Albert has been touring in some form or another since he turned 18 and graduated from Palmerton Area High School.
And while he’s done some solo work for “a hot second,” the camaraderie and connections of performing in a band is preferable.
“I’ve helped out with arrangements with prior bands and have helped write the drum parts. Usually they’ve let me throw in my own style.”
Albert got to play with The Stargazer Lilies at one of his favorite places to see bands in Philadelphia — Union Transfer.
“I always wanted to play there. It was a sold-out show, and I was so nervous. I never get nervous, but I went to the bathroom and I dry heaved. And then I cried. I looked out at the crowd, and it was the biggest crowd I ever played for.”
Another memorable moment on the tour was when he played at the Metro in Chicago and there was a green room for the band.
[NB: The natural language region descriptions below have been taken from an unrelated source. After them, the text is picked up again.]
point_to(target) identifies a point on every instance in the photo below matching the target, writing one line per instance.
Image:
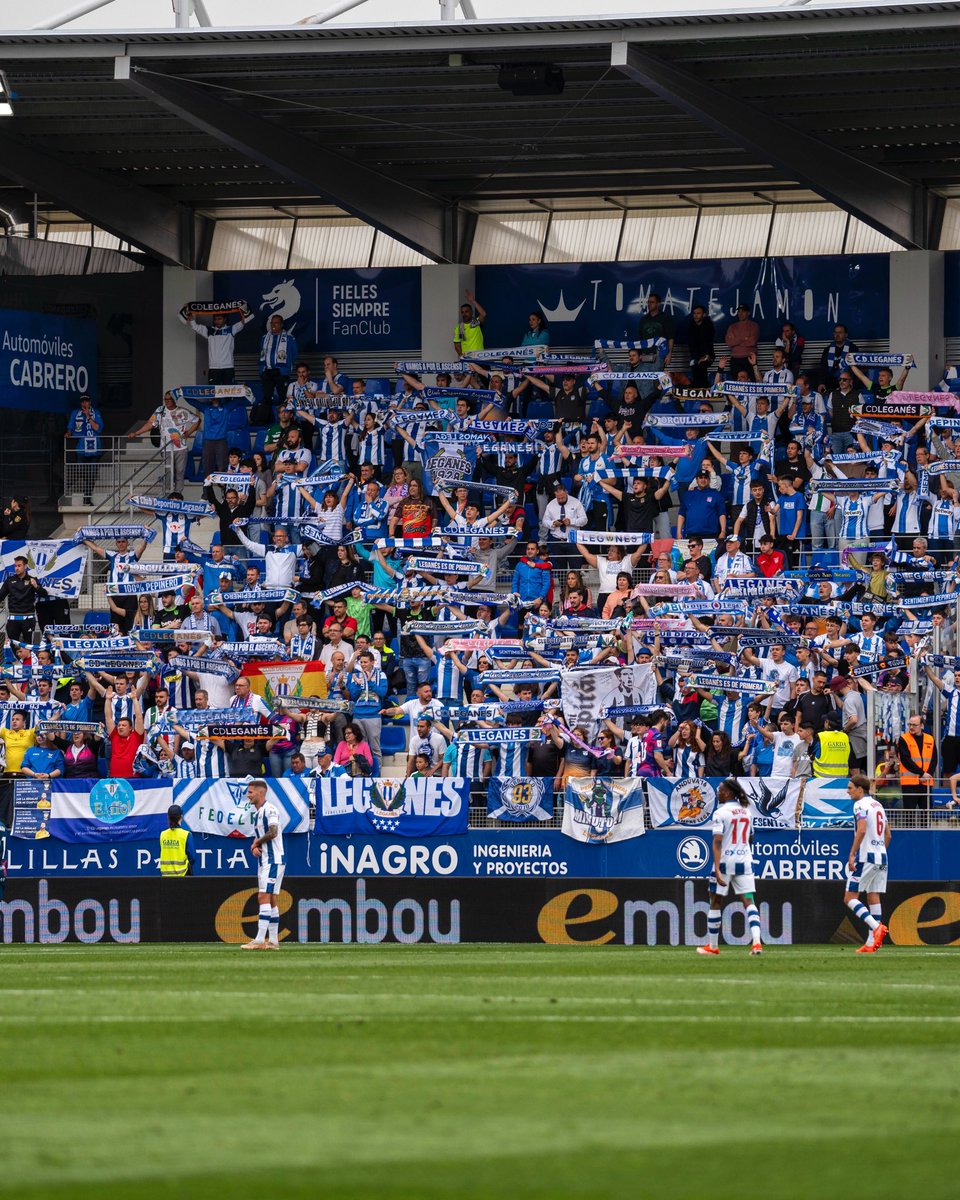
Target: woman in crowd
(538, 333)
(395, 495)
(618, 603)
(688, 749)
(15, 521)
(354, 753)
(720, 759)
(81, 754)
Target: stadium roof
(145, 133)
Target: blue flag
(401, 808)
(520, 799)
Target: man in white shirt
(280, 558)
(784, 742)
(335, 641)
(563, 513)
(775, 670)
(220, 342)
(732, 563)
(175, 426)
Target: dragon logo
(283, 300)
(387, 801)
(693, 802)
(561, 312)
(693, 855)
(769, 804)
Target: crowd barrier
(420, 831)
(495, 856)
(597, 810)
(591, 912)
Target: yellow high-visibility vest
(833, 761)
(173, 852)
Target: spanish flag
(273, 681)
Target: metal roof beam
(133, 214)
(895, 208)
(412, 216)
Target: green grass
(477, 1072)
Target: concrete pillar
(184, 353)
(442, 294)
(917, 313)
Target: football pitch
(474, 1072)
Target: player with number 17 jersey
(732, 864)
(735, 826)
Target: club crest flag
(603, 810)
(826, 804)
(681, 803)
(58, 565)
(91, 810)
(221, 807)
(585, 693)
(773, 802)
(401, 808)
(276, 681)
(520, 799)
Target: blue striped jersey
(449, 681)
(329, 439)
(513, 760)
(372, 449)
(688, 762)
(271, 851)
(211, 761)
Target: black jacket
(226, 514)
(700, 340)
(749, 525)
(21, 595)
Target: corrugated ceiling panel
(341, 241)
(582, 237)
(77, 234)
(808, 229)
(949, 238)
(732, 232)
(250, 246)
(659, 233)
(390, 252)
(514, 238)
(862, 239)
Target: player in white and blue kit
(268, 847)
(732, 864)
(867, 865)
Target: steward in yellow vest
(832, 751)
(177, 855)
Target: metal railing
(947, 820)
(121, 469)
(125, 468)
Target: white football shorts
(868, 877)
(741, 885)
(270, 877)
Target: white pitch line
(533, 1019)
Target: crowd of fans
(540, 514)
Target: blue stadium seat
(394, 738)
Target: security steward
(831, 750)
(177, 856)
(918, 761)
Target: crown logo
(561, 312)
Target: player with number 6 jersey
(732, 864)
(867, 867)
(268, 849)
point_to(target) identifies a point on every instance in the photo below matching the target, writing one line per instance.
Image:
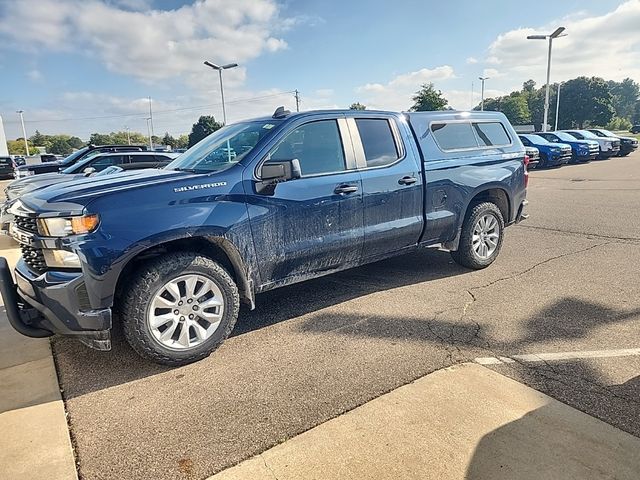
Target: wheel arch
(217, 248)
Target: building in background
(4, 149)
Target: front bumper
(53, 302)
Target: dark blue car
(175, 251)
(582, 150)
(551, 154)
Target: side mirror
(273, 172)
(280, 170)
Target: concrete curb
(35, 441)
(461, 422)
“I never had that before.”
Despite being the “baby” out of both bands, Albert is having a great time.
“It’s been awesome being on the road with them. Black Moth Super Rainbow has a beautiful setup. They’re sweet people, older and more professional,” Albert said. “It’s a great learning experience.
For now, Albert is having a ball on tour, playing music and getting to indulge in one of his other passions — playing pinball. He even has an app on his phone that will direct him to the nearest place to play pinball wherever he’s performing.
“I’m a huge pinball player. I get to play before and after the show.”
So does he have any advice for up-and-coming rockers?
“Definitely. Listen to punk rock and play pinball.”
Probably wouldn’t hurt to have a massive amount of talent as well.